We both sat quietly at the table, just nursing the whiskey for a few minutes.
“Thoughts?” I asked.
“Our daughter has wings,” Fischer stated.
“And a sword,” I reminded him.
“We can see…well…sins and transgressions on the skin,” he continued a moment later. “Have we asked Wren if anything unusual has happened to her?”
“Aside from handing Mjolnir over to Ellie?” I asked. “No. I haven’t. But Laxmi, Miriam, and Haden all insisted she and Miriam hand that sword over, so there’s something going on here.”
“We should probably chat with her about it,” Fischer said.
I snorted. “Fisch, there is only one thing we do with our mouths around her.”
Scrubbing a hand through his hair, he smirked. “You’re right. We have got to stop that. We need to build a relationship here.”
“Can’t we do that first and then talk?”
“Because we’re not all fucked out and falling asleep every night?”
I laughed, hard. “Fischer, stop making sense.”
“Believe me, Linc. There is nothing more I want in this world than to make her scream every night. But we have got to establish a relationship, clear up our communication. If something is really going on here? We’re going to need to have clear, open conversations. And she can’t do that in most of the positions she likes.”

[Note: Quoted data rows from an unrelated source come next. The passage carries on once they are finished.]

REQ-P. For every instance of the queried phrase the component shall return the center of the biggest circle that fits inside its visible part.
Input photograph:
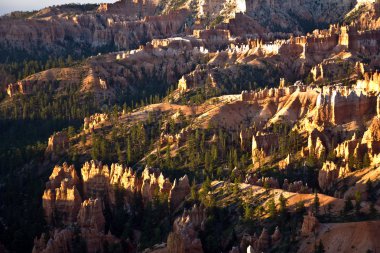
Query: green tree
(283, 203)
(358, 199)
(271, 207)
(316, 204)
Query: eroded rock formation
(184, 238)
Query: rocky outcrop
(61, 200)
(59, 242)
(179, 191)
(261, 243)
(184, 238)
(95, 177)
(88, 28)
(263, 145)
(297, 186)
(317, 144)
(339, 106)
(370, 83)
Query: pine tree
(316, 204)
(271, 206)
(283, 203)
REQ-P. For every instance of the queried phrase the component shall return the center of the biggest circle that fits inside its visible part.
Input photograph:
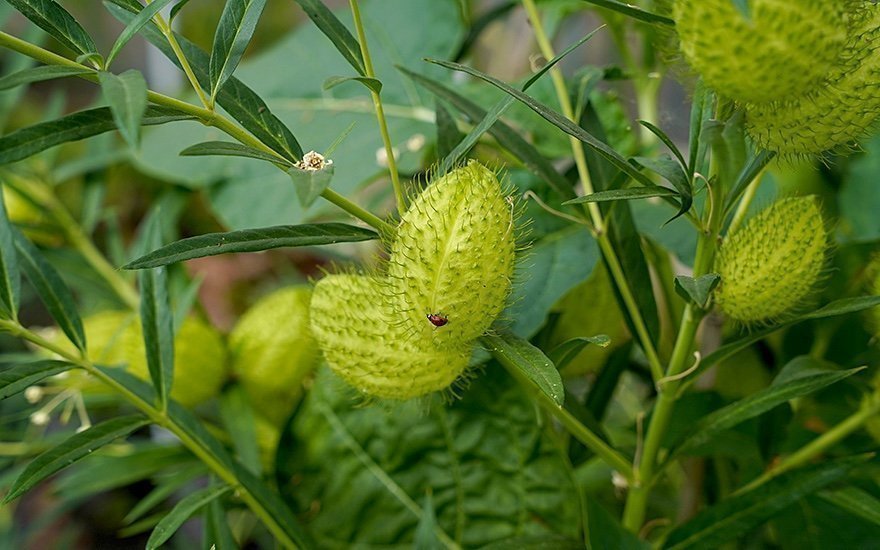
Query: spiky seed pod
(770, 266)
(365, 345)
(779, 49)
(272, 350)
(115, 337)
(452, 260)
(835, 114)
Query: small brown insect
(437, 319)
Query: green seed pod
(835, 114)
(363, 342)
(115, 338)
(769, 267)
(772, 50)
(452, 261)
(272, 350)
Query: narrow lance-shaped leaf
(39, 74)
(136, 24)
(554, 118)
(156, 319)
(253, 240)
(51, 289)
(16, 379)
(338, 33)
(529, 361)
(52, 18)
(758, 403)
(182, 511)
(127, 96)
(234, 31)
(10, 281)
(736, 516)
(29, 141)
(504, 134)
(74, 448)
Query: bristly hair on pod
(771, 266)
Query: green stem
(377, 104)
(583, 434)
(614, 266)
(870, 408)
(206, 116)
(162, 419)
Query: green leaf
(253, 240)
(632, 11)
(499, 108)
(234, 31)
(10, 281)
(738, 515)
(624, 194)
(310, 183)
(563, 354)
(839, 307)
(238, 100)
(156, 319)
(506, 136)
(556, 119)
(51, 289)
(29, 141)
(127, 96)
(697, 290)
(372, 84)
(529, 361)
(52, 18)
(231, 149)
(338, 34)
(182, 511)
(856, 502)
(39, 74)
(74, 448)
(136, 24)
(785, 388)
(16, 379)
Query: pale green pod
(272, 350)
(771, 50)
(453, 257)
(833, 115)
(363, 343)
(770, 266)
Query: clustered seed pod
(272, 351)
(770, 266)
(116, 338)
(769, 50)
(410, 330)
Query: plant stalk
(613, 262)
(377, 104)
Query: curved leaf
(234, 31)
(16, 379)
(52, 18)
(253, 240)
(182, 511)
(76, 447)
(51, 289)
(29, 141)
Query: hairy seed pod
(773, 50)
(272, 350)
(115, 338)
(363, 342)
(770, 266)
(835, 114)
(452, 261)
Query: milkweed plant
(428, 274)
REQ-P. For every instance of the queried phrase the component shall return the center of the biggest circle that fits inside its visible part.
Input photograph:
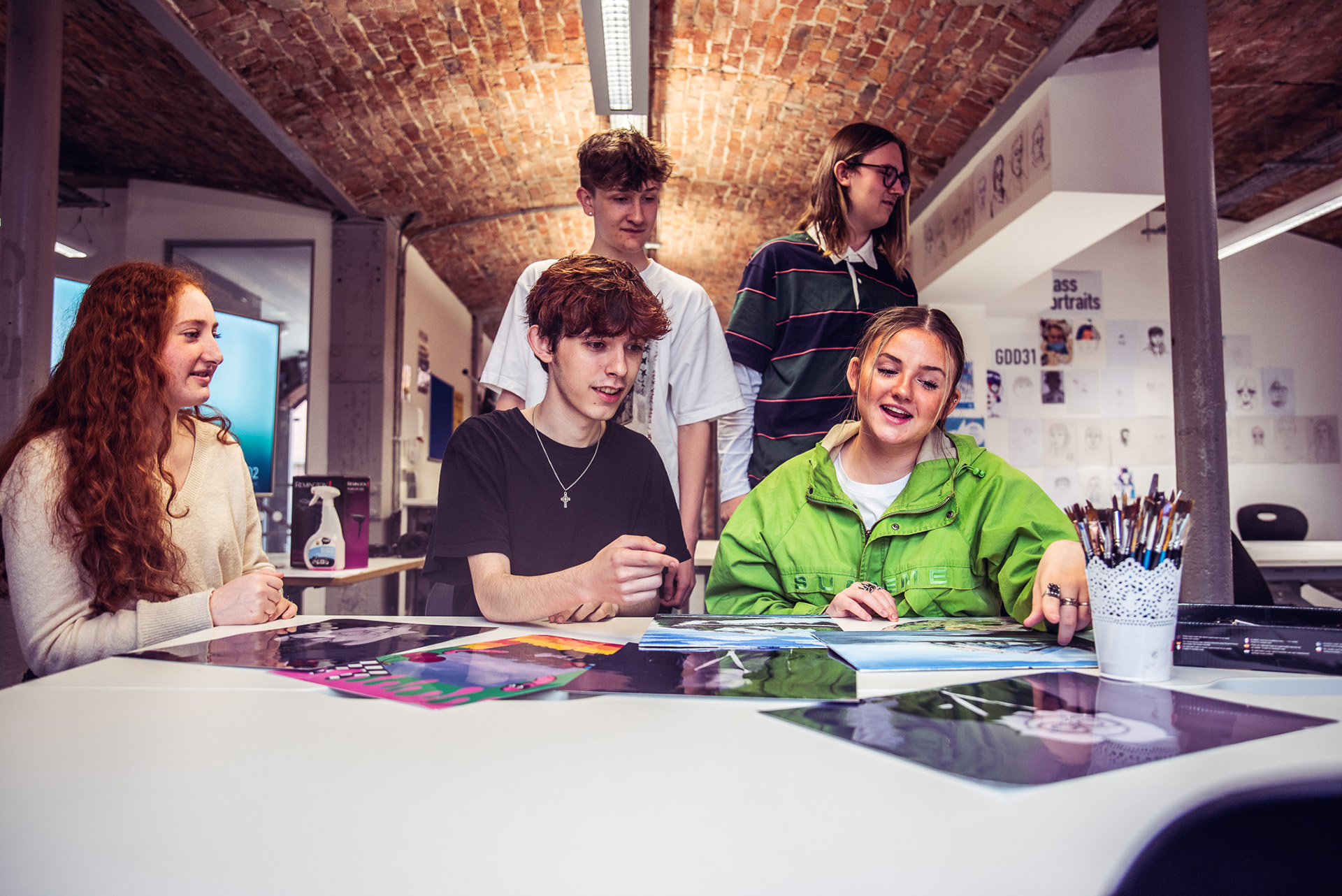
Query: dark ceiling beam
(1086, 19)
(1274, 173)
(169, 24)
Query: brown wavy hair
(827, 208)
(621, 159)
(593, 296)
(108, 398)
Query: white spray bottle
(326, 547)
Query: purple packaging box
(352, 507)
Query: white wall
(434, 310)
(1285, 294)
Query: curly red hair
(109, 398)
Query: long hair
(109, 400)
(827, 208)
(891, 321)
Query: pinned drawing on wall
(993, 398)
(1125, 344)
(1279, 391)
(1055, 342)
(1118, 388)
(1092, 443)
(1125, 483)
(967, 388)
(1155, 344)
(1286, 445)
(1059, 445)
(1155, 392)
(1244, 391)
(1238, 350)
(1095, 484)
(1322, 440)
(972, 427)
(1024, 393)
(1088, 342)
(1053, 389)
(1062, 484)
(1083, 393)
(1124, 443)
(1024, 442)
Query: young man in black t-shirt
(554, 512)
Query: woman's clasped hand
(255, 597)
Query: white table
(143, 777)
(1297, 560)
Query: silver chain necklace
(565, 499)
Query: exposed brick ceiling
(470, 109)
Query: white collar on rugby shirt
(867, 254)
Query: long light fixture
(618, 34)
(71, 246)
(1308, 207)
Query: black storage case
(1273, 639)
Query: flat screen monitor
(245, 385)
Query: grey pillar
(363, 389)
(1195, 297)
(29, 205)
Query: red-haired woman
(128, 513)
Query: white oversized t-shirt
(872, 499)
(685, 377)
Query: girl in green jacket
(891, 515)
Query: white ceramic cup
(1134, 614)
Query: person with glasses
(805, 299)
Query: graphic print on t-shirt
(637, 410)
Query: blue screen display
(243, 388)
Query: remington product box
(1273, 639)
(335, 542)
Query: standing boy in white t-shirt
(686, 377)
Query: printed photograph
(1044, 729)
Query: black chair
(1250, 585)
(1271, 523)
(1270, 840)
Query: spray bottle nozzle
(324, 493)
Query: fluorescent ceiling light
(619, 54)
(73, 247)
(618, 42)
(1308, 207)
(637, 122)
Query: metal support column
(29, 205)
(1195, 297)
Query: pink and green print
(456, 675)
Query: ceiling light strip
(619, 54)
(1308, 207)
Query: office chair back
(1271, 840)
(1271, 523)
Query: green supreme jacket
(964, 538)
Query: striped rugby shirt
(798, 322)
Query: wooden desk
(301, 577)
(143, 777)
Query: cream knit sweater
(49, 589)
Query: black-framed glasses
(889, 173)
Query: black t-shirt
(497, 496)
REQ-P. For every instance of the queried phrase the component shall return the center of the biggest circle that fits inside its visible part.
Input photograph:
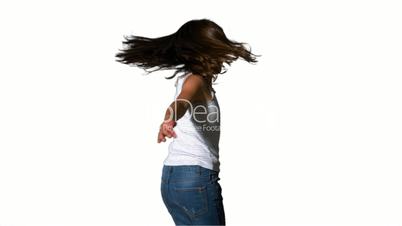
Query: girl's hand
(166, 130)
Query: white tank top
(197, 141)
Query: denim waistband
(186, 172)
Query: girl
(190, 174)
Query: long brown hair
(199, 46)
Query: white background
(311, 134)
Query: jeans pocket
(193, 200)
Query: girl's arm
(191, 90)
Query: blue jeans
(192, 195)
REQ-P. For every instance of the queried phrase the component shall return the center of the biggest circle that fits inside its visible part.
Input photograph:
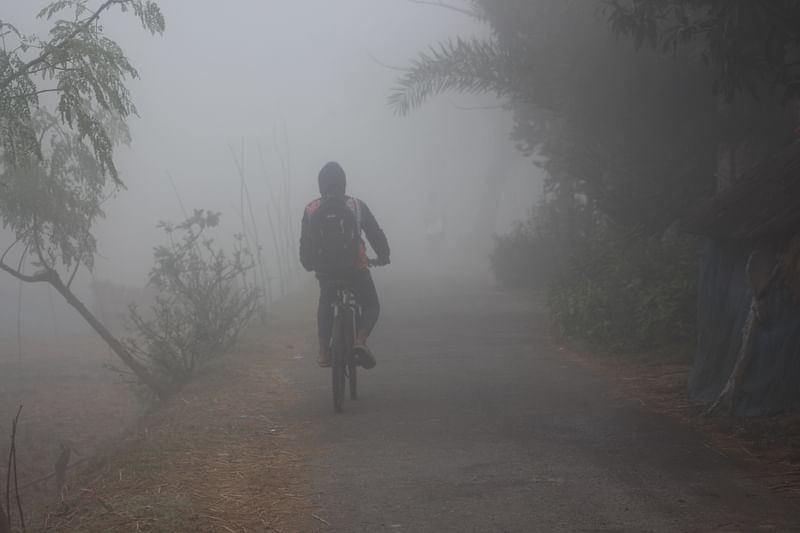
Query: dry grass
(219, 458)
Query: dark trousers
(366, 296)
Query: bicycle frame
(343, 364)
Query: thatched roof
(764, 201)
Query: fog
(303, 81)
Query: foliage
(623, 289)
(526, 256)
(204, 301)
(55, 165)
(77, 61)
(624, 128)
(751, 45)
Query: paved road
(470, 422)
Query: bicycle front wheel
(338, 365)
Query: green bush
(624, 290)
(204, 301)
(526, 256)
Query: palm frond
(467, 66)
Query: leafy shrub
(526, 256)
(625, 290)
(203, 304)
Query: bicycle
(344, 366)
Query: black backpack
(336, 235)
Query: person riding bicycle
(331, 246)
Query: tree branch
(72, 276)
(41, 276)
(5, 82)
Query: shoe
(364, 357)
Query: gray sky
(231, 73)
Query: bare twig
(75, 271)
(177, 195)
(12, 467)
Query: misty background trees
(635, 110)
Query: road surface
(472, 422)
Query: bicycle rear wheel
(338, 365)
(352, 367)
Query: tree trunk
(5, 527)
(116, 346)
(725, 403)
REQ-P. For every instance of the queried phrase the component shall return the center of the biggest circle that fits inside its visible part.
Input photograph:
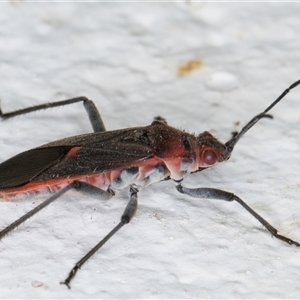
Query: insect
(104, 162)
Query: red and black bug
(104, 162)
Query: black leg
(92, 111)
(210, 193)
(125, 219)
(82, 187)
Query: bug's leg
(125, 219)
(92, 111)
(82, 187)
(210, 193)
(160, 119)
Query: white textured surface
(125, 57)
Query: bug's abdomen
(140, 176)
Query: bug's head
(211, 151)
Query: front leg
(211, 193)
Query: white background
(125, 56)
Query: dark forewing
(23, 167)
(97, 152)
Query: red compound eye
(209, 157)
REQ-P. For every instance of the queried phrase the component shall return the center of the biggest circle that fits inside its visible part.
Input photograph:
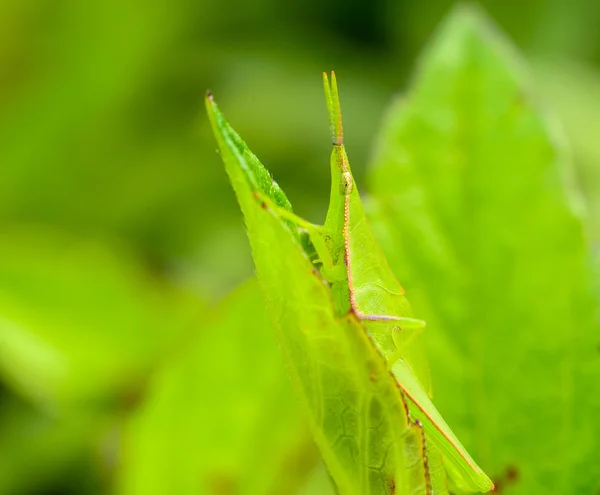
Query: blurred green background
(120, 235)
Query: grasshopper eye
(347, 184)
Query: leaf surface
(471, 205)
(354, 407)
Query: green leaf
(80, 322)
(353, 405)
(220, 417)
(472, 207)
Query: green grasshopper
(351, 261)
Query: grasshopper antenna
(333, 108)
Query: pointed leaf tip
(333, 107)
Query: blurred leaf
(80, 321)
(472, 206)
(220, 417)
(37, 450)
(575, 95)
(353, 404)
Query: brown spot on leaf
(512, 474)
(392, 486)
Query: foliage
(128, 361)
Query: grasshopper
(350, 259)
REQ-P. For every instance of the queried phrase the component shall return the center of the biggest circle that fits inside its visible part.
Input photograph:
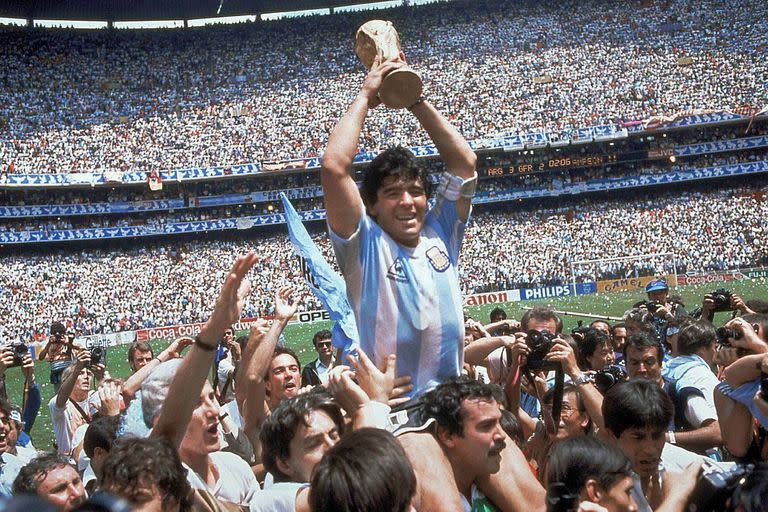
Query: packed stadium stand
(132, 160)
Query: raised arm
(83, 358)
(343, 205)
(454, 149)
(249, 381)
(187, 384)
(172, 351)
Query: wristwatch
(583, 379)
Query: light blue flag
(326, 284)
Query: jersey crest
(438, 259)
(396, 272)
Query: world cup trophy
(402, 87)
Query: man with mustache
(467, 414)
(53, 479)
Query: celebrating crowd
(109, 290)
(78, 102)
(421, 407)
(411, 404)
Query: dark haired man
(316, 372)
(148, 474)
(618, 338)
(398, 259)
(58, 351)
(283, 376)
(297, 433)
(52, 478)
(642, 357)
(636, 414)
(97, 443)
(491, 353)
(691, 385)
(595, 350)
(139, 354)
(468, 413)
(400, 262)
(367, 471)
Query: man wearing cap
(662, 309)
(58, 352)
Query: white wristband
(453, 187)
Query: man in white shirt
(691, 385)
(316, 372)
(71, 407)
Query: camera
(725, 334)
(722, 299)
(609, 376)
(579, 331)
(653, 306)
(98, 356)
(19, 350)
(714, 486)
(560, 499)
(540, 342)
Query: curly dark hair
(135, 465)
(36, 471)
(398, 162)
(593, 340)
(281, 425)
(367, 471)
(443, 403)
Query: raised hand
(230, 302)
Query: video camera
(609, 376)
(19, 350)
(560, 499)
(540, 342)
(725, 334)
(722, 300)
(715, 485)
(579, 331)
(98, 356)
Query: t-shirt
(236, 483)
(407, 301)
(279, 497)
(744, 395)
(223, 372)
(692, 373)
(66, 420)
(479, 502)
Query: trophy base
(401, 88)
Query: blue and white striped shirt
(407, 301)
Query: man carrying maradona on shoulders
(400, 264)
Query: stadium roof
(137, 10)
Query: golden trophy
(402, 87)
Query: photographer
(585, 469)
(662, 308)
(58, 351)
(636, 414)
(595, 350)
(73, 403)
(10, 357)
(691, 385)
(722, 300)
(737, 398)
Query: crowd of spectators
(146, 100)
(107, 290)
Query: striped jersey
(407, 300)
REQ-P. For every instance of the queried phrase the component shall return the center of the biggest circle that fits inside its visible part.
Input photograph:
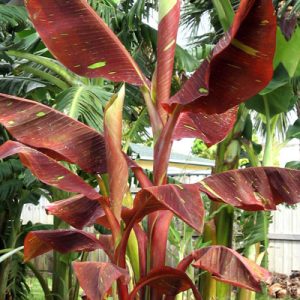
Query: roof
(146, 153)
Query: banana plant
(238, 68)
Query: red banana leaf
(254, 188)
(169, 15)
(116, 161)
(48, 170)
(210, 128)
(240, 65)
(183, 200)
(228, 266)
(62, 137)
(78, 211)
(96, 279)
(82, 41)
(168, 281)
(63, 241)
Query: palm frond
(84, 103)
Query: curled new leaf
(96, 279)
(229, 266)
(63, 241)
(168, 281)
(48, 170)
(183, 200)
(210, 128)
(169, 15)
(62, 137)
(81, 40)
(240, 65)
(78, 211)
(254, 188)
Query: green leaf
(294, 131)
(10, 253)
(280, 100)
(287, 52)
(84, 103)
(293, 165)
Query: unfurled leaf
(141, 237)
(254, 188)
(82, 41)
(48, 170)
(168, 281)
(183, 200)
(210, 128)
(63, 241)
(240, 65)
(78, 211)
(169, 15)
(96, 279)
(228, 266)
(116, 161)
(53, 133)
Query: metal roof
(146, 153)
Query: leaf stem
(48, 63)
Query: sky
(289, 153)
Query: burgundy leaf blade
(64, 241)
(228, 266)
(254, 188)
(78, 211)
(168, 281)
(44, 128)
(210, 128)
(97, 278)
(183, 200)
(82, 41)
(48, 170)
(240, 65)
(116, 161)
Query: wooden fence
(284, 251)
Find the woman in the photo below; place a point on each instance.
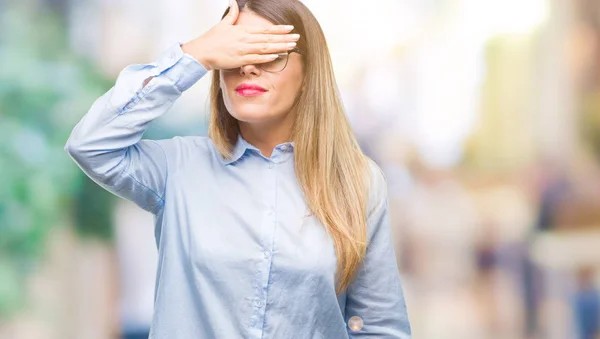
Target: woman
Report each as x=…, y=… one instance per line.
x=276, y=226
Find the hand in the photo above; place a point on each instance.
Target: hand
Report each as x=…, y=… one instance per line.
x=227, y=46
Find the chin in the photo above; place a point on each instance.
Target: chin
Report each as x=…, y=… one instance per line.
x=250, y=113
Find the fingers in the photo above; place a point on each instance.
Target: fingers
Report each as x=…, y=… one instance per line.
x=233, y=13
x=270, y=48
x=253, y=59
x=273, y=38
x=275, y=29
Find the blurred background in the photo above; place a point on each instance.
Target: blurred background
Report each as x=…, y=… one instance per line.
x=484, y=115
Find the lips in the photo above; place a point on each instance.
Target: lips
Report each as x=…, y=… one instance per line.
x=249, y=90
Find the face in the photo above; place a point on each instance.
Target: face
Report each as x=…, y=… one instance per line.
x=280, y=89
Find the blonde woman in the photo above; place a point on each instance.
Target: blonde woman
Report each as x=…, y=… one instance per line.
x=274, y=226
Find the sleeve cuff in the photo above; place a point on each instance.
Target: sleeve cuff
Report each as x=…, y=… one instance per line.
x=181, y=68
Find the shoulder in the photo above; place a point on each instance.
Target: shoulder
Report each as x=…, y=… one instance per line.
x=180, y=150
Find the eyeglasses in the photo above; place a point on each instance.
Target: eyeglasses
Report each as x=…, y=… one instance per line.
x=274, y=66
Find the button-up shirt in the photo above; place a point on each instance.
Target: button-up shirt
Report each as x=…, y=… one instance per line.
x=240, y=255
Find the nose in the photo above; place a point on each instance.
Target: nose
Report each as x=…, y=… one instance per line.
x=249, y=70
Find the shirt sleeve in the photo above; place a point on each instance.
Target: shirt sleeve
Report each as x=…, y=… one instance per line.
x=376, y=296
x=107, y=143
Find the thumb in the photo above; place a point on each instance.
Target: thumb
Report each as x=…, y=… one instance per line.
x=233, y=13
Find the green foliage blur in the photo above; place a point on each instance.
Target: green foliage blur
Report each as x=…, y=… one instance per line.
x=44, y=90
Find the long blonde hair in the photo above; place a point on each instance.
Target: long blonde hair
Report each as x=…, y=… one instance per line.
x=329, y=165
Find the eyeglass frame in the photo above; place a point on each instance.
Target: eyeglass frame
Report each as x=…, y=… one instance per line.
x=294, y=50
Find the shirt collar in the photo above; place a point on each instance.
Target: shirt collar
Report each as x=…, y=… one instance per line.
x=242, y=146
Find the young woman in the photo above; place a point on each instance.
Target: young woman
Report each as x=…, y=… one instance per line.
x=274, y=226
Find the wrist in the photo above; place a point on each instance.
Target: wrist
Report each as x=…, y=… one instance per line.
x=186, y=48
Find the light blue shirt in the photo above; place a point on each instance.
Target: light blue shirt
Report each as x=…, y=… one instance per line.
x=239, y=254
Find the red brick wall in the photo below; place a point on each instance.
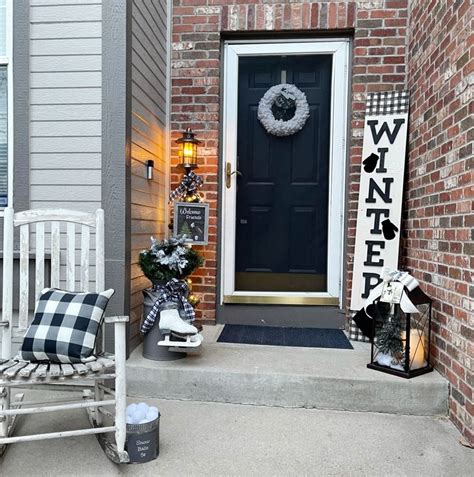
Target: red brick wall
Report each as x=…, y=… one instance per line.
x=439, y=218
x=378, y=28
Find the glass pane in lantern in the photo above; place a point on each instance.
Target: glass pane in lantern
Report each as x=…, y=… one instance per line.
x=388, y=344
x=419, y=323
x=189, y=153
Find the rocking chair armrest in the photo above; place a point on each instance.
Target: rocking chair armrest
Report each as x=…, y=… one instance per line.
x=116, y=319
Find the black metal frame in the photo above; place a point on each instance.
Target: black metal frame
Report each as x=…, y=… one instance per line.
x=406, y=373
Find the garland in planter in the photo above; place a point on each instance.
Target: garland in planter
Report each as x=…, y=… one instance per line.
x=169, y=258
x=285, y=97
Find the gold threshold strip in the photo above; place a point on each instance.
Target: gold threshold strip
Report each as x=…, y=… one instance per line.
x=280, y=300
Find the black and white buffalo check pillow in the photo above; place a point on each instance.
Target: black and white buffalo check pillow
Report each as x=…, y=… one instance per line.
x=65, y=326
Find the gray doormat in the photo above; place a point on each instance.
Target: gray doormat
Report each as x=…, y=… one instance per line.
x=300, y=337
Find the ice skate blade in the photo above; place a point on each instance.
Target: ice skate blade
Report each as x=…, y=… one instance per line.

I grumbled. Just the thought of slipping into bed with Wren was getting me hard. I closed my eyes and thought about that vicious anaconda I couldn’t be sure I didn’t react to.
Erection, defeated.
“You’re right. I know you’re right. We need to talk. About all of this, about wings and swords and weird friends. We’re just going to have to force ourselves to stay at the table after the twins go to bed.”
He cocked his head. “You want to include Ellie?”
“She’s got wings,” I reminded him.
Fischer maked a ‘go on’ motion with his hand. “And a sword, right, right.” He sighed. “You’re right. She needs to be in on the communication. It will also help keep us from constantly pulling Wren into bed.”